In resolving the conflict between claimant's hearing testimony and all other evidence before it, the Board chose to rely upon the rankest of hearsay testimony given by an interested party who lacked any personal knowledge of the subject matter of her testimony and to reject detailed, consistent first-hand testimony given by witnesses with absolutely no motive to prevaricate. In fact, the testimony by Bernstein and Coleman was adduced at Bernstein's criminal trial, when neither had any idea of the significance of their statements concerning Bernstein's relationship to HRT. Further, on the issue of Bernstein's involvement with HRT, claimant herself relied upon and deferred to Coleman. Nonetheless, the Board chose to accept claimant's testimony and implicitly reject Coleman's. As for the Board's finding that Bernstein went to decedent's office to discuss HRT's bankruptcy, we need merely note that the clear, uncontradicted evidence indicated that the subject matter of the conversation was decedent's personal bankruptcy, a matter having no discernible connection to HRT.

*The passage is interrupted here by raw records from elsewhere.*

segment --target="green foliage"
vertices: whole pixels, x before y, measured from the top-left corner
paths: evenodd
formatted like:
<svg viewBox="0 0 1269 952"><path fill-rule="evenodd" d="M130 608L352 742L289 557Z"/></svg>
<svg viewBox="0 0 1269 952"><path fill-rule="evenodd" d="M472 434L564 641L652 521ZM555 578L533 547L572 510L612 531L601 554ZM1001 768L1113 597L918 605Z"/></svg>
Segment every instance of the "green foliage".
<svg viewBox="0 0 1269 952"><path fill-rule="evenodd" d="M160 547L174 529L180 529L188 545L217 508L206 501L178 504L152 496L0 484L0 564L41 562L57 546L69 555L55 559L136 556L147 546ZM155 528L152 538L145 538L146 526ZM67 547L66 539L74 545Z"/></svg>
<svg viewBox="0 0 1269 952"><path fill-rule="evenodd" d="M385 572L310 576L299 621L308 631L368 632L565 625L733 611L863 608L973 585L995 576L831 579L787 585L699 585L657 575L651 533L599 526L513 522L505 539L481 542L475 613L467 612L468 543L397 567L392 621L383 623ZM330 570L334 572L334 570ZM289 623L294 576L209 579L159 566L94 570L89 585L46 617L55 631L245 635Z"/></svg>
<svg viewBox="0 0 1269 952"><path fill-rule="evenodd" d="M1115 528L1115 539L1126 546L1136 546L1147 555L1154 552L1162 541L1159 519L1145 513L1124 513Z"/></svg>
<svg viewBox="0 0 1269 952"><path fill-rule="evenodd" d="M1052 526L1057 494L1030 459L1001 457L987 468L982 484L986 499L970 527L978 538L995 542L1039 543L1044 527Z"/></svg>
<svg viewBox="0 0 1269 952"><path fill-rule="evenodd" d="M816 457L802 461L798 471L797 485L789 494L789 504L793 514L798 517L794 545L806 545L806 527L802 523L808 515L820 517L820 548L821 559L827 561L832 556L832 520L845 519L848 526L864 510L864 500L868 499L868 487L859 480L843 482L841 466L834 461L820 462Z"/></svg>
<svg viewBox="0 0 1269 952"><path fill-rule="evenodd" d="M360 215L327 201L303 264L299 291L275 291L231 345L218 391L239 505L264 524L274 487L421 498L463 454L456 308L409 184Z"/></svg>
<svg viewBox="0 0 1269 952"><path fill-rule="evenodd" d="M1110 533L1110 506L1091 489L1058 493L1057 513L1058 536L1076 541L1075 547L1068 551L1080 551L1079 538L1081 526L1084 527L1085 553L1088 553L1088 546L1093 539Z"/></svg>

Based upon the foregoing, we conclude that the Board's determination is arbitrary and should be annulled for lack of substantial evidence to support it (see, Matter of Compo v. Perales, 76 N.Y.2d 948, 563 N.Y.S.2d 719, 565 N.E.2d 468; Matter of Kopec v. Buffalo Brake Beam-Acme Steel & Malleable Iron Works, 304 N.Y. 65, 106 N.E.2d 12, supra; Matter of Newton v. County of Erie, 7 A.D.2d 29, 32, 180 N.Y.S.2d 163). We also note that, notwithstanding the abolition of the so-called legal residuum rule (see, People ex rel. Vega v. Smith, 66 N.Y.2d 130, 139, 495 N.Y.S.2d 332, 485 N.E.2d 997), an administrative determination based entirely upon hearsay evidence will be sustained only if that hearsay is “sufficiently reliable” (Matter of Abdur-Raheem v. Mann, 85 N.Y.2d 113, 119, 623 N.Y.S.2d 758, 647 N.E.2d 1266; see, Matter of Diehsner v. Schenectady City School Dist., 152 A.D.2d 796, 797, 543 N.Y.S.2d 576). In our view, the present record supports no such finding.
ORDERED that the decision is reversed, without costs, and claim dismissed.
MIKOLL, J.P., and WHITE, YESAWICH and SPAIN, JJ., concur.